Multiple reviewers noted that Theodora's stated intention was to "[leave] the measure of the anthropologist" to others. Anthropologist George W. Stocking Jr., writing in the American Historical Review argued that the book's value was in the rich anecdotal portrait offered of Alfred, and that portions of it illuminated the biography of an anthropologist who dominated his profession for a period: but that it had deficiencies as an "intellectual biography", a view shared by Thoresen. Thoresen wrote that the book did not examine in sufficient detail Alfred's presidency of the American Anthropological Association, and participation in fierce debates within his profession about the influence of biological inheritance and environment.David G. Mandelbaum, a cultural anthropologist and former colleague of Alfred, stated that this biography was just as important a work from an anthropologist's perspective as Ishi in Two Worlds. A review in Science similarly wrote that the biography provided a "meaningful addition to the history of anthropology" to readers unfamiliar with Alfred's work. The reviewer praised Theodora's decision to leave out "amusing or bizarre trivia" that may have enhanced the book's appeal to general readers, and said it provided a useful account of Alfred's intellectual development.
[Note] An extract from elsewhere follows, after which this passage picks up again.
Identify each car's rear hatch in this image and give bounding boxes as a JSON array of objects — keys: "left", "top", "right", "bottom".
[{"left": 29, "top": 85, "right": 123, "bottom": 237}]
Theodora Kroeber's writing was universally praised. Stocking commented that her "gift for [evocative] and moving descriptive writing" was frequently evident. Thoresen called the book "well-written": the American Anthropologist also praised Theodora's writing, calling it "vivid and readable". Scholar Grace Buzaljko called it a "sensitive biography with her inimitable phraseology and setting of mood", while anthropologist Joel Bernstein similarly commented that Kroeber had written with the same sensitivity she brought to Ishi in Two Worlds. A review in the Pacific Historical Review praised the book, noting that it was "distilled rather than encyclopedic" and praising its writing as "intriguing and evocative of a remarkable human being". A review in the California Historical Quarterly was wholly positive, writing that the book could be "enthusiastically recommended" to both anthropologists and general readers, and particularly praising Theodora's "charming accounts" of the couple's married life and field trips together. Cultural anthropologist Cora Du Bois commented that while Theodora "[made] no claim to having written [Alfred's] intellectual history", her book would be essential to anyone who did, adding that it was written with "felicity, restraint, and objectivity".